Diversi i toni del Movimento 5 Stelle. “Diamo solidarietà all’istituzione presidenza del Consiglio” ha detto il capogruppo Riccardo Ricciardi, “ma questa presidenza non ha portato avanti una alleanza istituzionale” con gli Usa “ma una alleanza partitica tra destre sovraniste che, quando vedono scontrarsi i loro interessi, vanno in cortocircuito”. “Ha avuto coraggio a fare ciò che andava fatto da tempo: dire basta a questo pazzo”, ha commentato Carlo Calenda. Mentre per Matteo Renzi, Meloni “viene scaricata persino dai suoi, dal suo guru, dal suo leader”, cioè The Donald.

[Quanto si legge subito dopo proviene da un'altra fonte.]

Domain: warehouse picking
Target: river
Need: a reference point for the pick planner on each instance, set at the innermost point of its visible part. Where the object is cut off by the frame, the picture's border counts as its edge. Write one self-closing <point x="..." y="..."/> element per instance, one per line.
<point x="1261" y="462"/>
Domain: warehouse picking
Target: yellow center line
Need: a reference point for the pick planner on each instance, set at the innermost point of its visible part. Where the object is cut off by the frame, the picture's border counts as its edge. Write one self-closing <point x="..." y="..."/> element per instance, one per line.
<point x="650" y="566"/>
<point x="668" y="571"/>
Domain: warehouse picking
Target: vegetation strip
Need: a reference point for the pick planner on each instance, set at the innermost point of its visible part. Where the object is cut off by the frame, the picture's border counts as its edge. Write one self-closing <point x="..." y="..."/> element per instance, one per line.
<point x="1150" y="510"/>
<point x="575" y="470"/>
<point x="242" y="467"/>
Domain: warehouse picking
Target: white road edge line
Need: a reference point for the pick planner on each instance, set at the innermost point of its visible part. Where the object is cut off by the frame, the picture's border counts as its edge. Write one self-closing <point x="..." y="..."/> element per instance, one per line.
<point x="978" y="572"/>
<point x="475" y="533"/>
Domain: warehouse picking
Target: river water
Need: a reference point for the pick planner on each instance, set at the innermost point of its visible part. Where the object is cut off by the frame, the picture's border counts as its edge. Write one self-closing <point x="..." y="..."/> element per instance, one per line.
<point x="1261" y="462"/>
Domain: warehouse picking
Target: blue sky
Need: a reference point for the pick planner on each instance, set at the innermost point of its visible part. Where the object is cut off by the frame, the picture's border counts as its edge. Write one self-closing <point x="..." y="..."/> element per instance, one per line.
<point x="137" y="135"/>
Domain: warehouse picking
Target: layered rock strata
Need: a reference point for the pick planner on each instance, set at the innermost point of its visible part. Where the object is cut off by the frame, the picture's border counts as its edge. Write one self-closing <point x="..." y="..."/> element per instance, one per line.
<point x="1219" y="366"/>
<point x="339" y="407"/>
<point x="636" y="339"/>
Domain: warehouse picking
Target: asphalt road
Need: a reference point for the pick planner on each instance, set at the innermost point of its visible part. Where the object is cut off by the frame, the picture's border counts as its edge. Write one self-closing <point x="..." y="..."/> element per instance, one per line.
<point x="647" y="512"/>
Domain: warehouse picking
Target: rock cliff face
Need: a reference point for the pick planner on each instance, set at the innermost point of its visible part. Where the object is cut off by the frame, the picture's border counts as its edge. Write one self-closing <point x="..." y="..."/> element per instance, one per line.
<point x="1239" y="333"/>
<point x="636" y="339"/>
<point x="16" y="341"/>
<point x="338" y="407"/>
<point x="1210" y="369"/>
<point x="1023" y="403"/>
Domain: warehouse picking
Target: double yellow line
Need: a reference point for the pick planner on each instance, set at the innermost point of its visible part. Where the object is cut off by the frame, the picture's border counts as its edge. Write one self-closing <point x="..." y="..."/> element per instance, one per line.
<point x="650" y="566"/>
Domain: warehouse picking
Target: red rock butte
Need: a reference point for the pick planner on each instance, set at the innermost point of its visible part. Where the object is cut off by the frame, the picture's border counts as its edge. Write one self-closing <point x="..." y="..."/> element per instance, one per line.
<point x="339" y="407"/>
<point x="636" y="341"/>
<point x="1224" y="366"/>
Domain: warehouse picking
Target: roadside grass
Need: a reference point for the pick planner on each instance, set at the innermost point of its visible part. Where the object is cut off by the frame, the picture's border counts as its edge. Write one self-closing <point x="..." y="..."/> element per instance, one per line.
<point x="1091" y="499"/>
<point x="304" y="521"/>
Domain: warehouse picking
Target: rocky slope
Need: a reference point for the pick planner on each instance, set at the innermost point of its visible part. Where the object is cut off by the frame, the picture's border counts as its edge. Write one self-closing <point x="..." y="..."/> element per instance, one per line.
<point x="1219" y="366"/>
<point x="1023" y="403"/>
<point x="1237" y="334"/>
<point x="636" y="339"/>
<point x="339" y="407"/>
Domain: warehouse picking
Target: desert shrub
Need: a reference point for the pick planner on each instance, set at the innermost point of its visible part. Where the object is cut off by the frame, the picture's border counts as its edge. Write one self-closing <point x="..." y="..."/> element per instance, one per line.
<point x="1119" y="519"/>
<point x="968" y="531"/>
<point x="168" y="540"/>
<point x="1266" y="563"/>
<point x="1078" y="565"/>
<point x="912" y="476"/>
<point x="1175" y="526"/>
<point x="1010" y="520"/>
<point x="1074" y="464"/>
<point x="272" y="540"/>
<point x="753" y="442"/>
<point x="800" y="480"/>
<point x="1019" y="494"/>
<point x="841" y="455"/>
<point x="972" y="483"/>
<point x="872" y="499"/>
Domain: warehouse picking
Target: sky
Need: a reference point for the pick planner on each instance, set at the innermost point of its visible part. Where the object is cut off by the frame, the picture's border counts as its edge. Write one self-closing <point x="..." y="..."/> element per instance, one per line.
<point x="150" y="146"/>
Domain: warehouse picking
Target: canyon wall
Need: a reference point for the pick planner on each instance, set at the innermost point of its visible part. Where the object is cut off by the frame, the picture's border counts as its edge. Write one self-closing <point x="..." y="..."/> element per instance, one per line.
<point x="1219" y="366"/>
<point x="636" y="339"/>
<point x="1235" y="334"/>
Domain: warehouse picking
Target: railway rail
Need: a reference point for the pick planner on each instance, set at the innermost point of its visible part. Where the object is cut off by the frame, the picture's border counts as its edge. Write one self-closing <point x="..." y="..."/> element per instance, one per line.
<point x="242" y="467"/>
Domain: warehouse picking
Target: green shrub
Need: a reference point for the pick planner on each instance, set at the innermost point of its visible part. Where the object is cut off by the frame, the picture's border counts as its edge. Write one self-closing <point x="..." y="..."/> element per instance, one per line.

Tregua tra Teheran e Washington ancora precaria
L’Italia fa così quadrato intorno a Meloni, che ieri ha reagito dicendo che “quando non si è d’accordo con un alleato bisogna dirlo” e di non sentirsi a suo agio “in una società dove i leader religiosi fanno quello che dicono i leader politici”. Tuttavia, il segnale giunto da Trump è chiaro: la Casa Bianca rischia di trovarsi isolata. E di rimanere sola anche su un tema come Hormuz. Nello Stretto, il blocco di Washington funziona fino a un certo punto e ieri, nove imbarcazioni lo hanno comunque attraversato. Una nave iraniana, la Kashan, sottoposta a sanzioni Usa, è partita dal porto di Bandar Abbas per fare rotta verso l’Oceano Indiano. Mentre alle prime luci dell’alba, la petroliera Rich Starry, di proprietà cinese, è entrata nel Golfo Persico, seguita dalla Murlikishan e dalla Peace Gulf. Alcune navi, secondo gli analisti, sono legate a Teheran.
La Repubblica popolare continua a dire che il blocco di Hormuz è “inaccettabile”. E il suo leader, Xi Jinping, incontrando il principe di Abu Dhabi Mohamed bin Zayed, ha presentato un piano di quattro punti per la stabilità del Medio Oriente. L’intervento di Pechino arriva mentre la tregua tra Teheran e Washington sembra ancora molto precaria. I ministri degli Esteri di Turchia, Arabia Saudita, Egitto e Pakistan si riuniranno questa settimana ad Antalya per discutere sul negoziato. E gli spiragli di un nuovo round di colloqui sono stati confermati dallo stesso Trump. “Nei prossimi due giorni potrebbe succedere qualcosa”, ha dichiarato al New York Post. “Il feldmaresciallo sta facendo un grande lavoro”, ha proseguito Trump, riferendosi al generale pakistano Asim Munir. E non è escluso che questa volta l’incontro possa tenersi a Ginevra. Forse, per qualcuno, già domani.